You’ve probably seen those satisfying videos of a long chain of dominoes toppling away until they reach the end. The physics of how this happens is fascinating. A small nudge of a domino can set off a huge wave of movement. It’s the same kind of energy transfer that occurs when a nerve impulse fires across an axon, but much larger since the entire length of a domino is involved.
There are many kinds of domino games, from simple ones like block building to more complicated scoring or blocking games that use a special table with a grid pattern that forms pictures when the dominoes fall. A person who plays domino can also make domino art, with curved lines, a grid that forms letters when the dominoes are arranged in a word or sentence, and even 3D structures like towers or pyramids.
Dominoes are small rectangular blocks, usually wood or plastic, marked with dots resembling those on dice. Each domino has potential energy, a kind of stored energy based on its position and other factors, and it takes a lot of energy to keep a domino upright. But when a domino is knocked over, it immediately converts most of its potential energy into kinetic energy, or the energy of motion, which causes other dominoes to fall.
The way that a domino falls is also interesting because it happens at a constant rate, independent of the size of the triggering force and in only one direction—just like a nerve impulse traveling down an axon.

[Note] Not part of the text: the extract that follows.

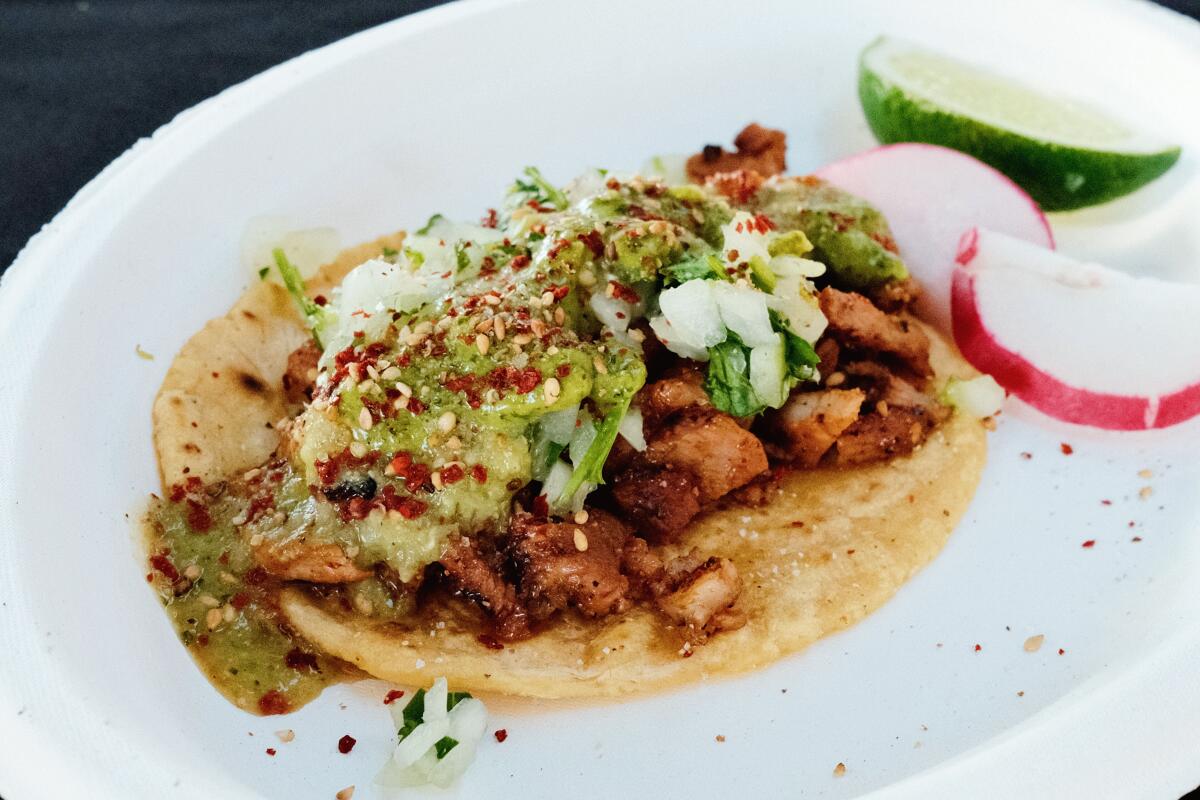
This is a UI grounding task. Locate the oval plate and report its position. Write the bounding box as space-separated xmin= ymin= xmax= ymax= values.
xmin=0 ymin=0 xmax=1200 ymax=800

That makes the domino effect a great metaphor for things that happen in life, especially when something big tips someone or something else over the edge.

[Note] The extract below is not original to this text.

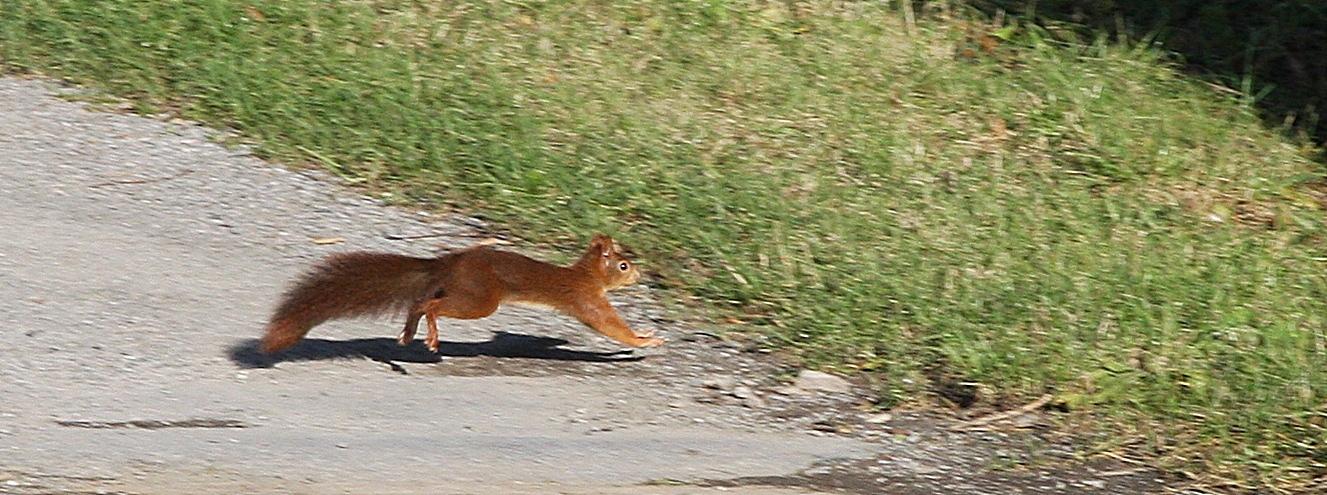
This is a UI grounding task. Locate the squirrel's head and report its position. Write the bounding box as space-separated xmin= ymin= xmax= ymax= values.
xmin=577 ymin=234 xmax=641 ymax=291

For example, if a woman is pulled over for a minor traffic violation while driving her car, it can cause legal and social consequences that impact the rest of her life in unexpected ways. A business that loses a client can have a similar domino effect on the whole company, even though that loss may be relatively small in financial terms.
The same principle of a domino effect applies to the way that scenes in a novel influence each other. Whether you write your manuscript off the cuff or carefully construct a detailed outline, the story of your novel depends on each scene to influence what comes next. Each scene is a domino that must fall in the right order to create a coherent whole.

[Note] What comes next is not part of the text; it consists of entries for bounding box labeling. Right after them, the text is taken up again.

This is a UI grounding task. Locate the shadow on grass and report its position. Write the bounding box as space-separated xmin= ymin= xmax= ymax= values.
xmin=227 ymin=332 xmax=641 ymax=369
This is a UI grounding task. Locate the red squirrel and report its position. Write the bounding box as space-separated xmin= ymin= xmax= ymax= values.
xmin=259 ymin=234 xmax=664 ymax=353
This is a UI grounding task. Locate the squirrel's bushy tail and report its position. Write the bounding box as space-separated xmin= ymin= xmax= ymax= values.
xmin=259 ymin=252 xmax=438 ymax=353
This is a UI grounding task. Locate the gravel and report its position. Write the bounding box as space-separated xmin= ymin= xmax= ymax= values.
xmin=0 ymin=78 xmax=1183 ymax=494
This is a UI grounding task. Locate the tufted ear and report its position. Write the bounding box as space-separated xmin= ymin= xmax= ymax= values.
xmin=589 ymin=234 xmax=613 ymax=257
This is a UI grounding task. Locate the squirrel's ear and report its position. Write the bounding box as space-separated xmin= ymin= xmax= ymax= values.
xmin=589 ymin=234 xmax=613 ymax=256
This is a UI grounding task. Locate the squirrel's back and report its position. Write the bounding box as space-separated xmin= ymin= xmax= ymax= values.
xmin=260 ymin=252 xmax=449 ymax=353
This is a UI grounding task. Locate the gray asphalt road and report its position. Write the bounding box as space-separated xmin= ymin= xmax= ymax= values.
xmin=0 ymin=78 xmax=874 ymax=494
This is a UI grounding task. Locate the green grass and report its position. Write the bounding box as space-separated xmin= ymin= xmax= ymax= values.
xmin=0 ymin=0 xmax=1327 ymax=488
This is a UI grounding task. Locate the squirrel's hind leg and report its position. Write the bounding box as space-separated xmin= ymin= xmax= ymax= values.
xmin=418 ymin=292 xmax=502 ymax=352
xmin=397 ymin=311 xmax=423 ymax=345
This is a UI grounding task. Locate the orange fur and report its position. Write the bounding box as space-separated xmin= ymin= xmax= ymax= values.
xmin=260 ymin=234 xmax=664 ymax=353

The word domino means “first.” It’s used as a noun to describe the first domino played in a game or the first move made in a sequence of moves. The word domino is also a verb, meaning to “play a domino,” to place a domino on the table in such a way that it touches one or more other dominoes, either directly or indirectly. A player can play a domino onto a double or a line of play, and can also play a domino that has on it a number showing at both ends of the chain (called “stitched up” ends).